Только что закончилась война...
наш четвертый "А" на 3-й смене,
молча салютует вся страна
отмененной карточной системе.
Осень. На дворе сорок седьмой,
хмурое, в тяжелых тучах, небо,
я стою безропотный и злой,
соблюдая очередь за хлебом.
Кто ж ее не будет соблюдать?
На прицел пронырливые взяты:
мимо вас никак не пробежать,
люди на тележках-самокатах.
Их тележки - просто чудеса,
сколотить одна минута дела:
ось, настил, четыре колеса,
ну а сверху - половина тела.
Сколько было их, таких людей
в городах и селах - нет отбою,
издали похожих на детей,
но с седой, нетрезвой головою.
Помню вас, большие пацаны,
удалых, спокойных и веселых,
чьи тела заложников войны
споловинил ненасытный молох.
С той поры минуло много дней,
и сегодня, заблудившись в датах,
кажется, что вижу я людей,
едущих в тележках - самокатах.
* * *
В первое послевоенное голодное время школа крепко поддерживала учащихся.

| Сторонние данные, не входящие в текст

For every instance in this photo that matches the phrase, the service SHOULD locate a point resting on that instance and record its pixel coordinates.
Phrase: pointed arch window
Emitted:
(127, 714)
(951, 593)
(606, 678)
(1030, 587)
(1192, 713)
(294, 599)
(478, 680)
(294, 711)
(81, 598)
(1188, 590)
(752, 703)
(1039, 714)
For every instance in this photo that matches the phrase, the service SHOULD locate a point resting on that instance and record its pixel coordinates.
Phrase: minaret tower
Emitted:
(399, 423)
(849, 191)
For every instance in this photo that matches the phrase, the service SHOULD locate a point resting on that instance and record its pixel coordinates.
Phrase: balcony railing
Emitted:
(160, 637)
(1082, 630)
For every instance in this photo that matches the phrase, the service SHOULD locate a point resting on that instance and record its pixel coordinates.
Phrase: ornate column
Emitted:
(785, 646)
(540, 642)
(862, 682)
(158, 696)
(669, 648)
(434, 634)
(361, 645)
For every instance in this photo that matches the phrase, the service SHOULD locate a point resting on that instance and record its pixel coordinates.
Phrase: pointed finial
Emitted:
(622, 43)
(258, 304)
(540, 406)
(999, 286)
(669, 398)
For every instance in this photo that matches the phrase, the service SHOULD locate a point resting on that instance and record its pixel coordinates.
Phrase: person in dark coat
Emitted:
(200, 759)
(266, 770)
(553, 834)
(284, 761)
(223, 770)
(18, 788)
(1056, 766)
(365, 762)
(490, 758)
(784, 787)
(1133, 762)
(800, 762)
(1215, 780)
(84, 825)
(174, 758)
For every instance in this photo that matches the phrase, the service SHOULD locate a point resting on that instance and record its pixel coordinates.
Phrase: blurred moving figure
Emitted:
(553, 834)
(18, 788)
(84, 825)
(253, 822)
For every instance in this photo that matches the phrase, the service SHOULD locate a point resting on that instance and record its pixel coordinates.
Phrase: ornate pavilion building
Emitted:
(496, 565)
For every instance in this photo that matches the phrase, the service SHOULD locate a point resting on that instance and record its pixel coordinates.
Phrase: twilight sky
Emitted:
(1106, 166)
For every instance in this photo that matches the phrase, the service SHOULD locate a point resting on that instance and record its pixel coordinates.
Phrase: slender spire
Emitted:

Учебники выдавали бесплатно. Школьников кормили бесплатными завтраками. Каждый получал свернутый в кулек кусочек газеты, в который была насыпана, примерно, столовая ложка сахара желтого цвета. К этой невидали прилагалась сероватая булочка весом граммов пятьдесят. Поверьте, это было весомым подспорьем для наших вечно голодных желудков.
Однако, чем старше я становился, тем чаще ловил себя на мысли, что устойчиво и люто ненавижу все, что связано со школой. В первую очередь моя ненависть распространялась на тех учителей, которые ненавидели нас, своих учеников. К счастью их было мало - три-четыре человека, но они были.
Хочу проиллюстрировать этот посыл характерным примером. Преподаватель химии Анна Ивановна Орлова - кличка "Молекула". Естественно, за сверхнормативные габариты. Я не имею ни малейшего права высказывать какие-либо критические замечания по любому поводу, хоть как-то связанному со словом "химия",из-за того,что свою неуважение к учителю я совершенно незаслуженно перенёс на эту, как оказалось впоследствии, очень интересную дисциплину.Почему я вспомнил Анну Ивановну? Вот почему. Этот эпизод случился где-то на девятом году обучения. Моя мама поехала в Москву, погостить у родственников. Из столицы мама привезла мне потрясающий подарок - чехословацкие кеды. Трудно объяснить сегодняшним старшеклассникам ценность такого подарка. Я автоматически становился предметом интереса и зависти. Заграничная спортивная обувь. Само собой разумеется, что на следующий день после получения подарка я прибыл в школу, имея на ногах это великолепие. Урок химии Вызов к доске. Молчу. А что скажешь? Анна Ивановна с презрением смотрит в мою сторону и после полуминутной паузы произносит:
- Скажите мне, пожалуйста, что может знать ученик, который приходит в школу в американских ботинках?
Сама не подозревая, учитель сделала мне рекламу, так как те одноклассники, которые не успели рассмотреть мою обновку, восполнили этот пробел.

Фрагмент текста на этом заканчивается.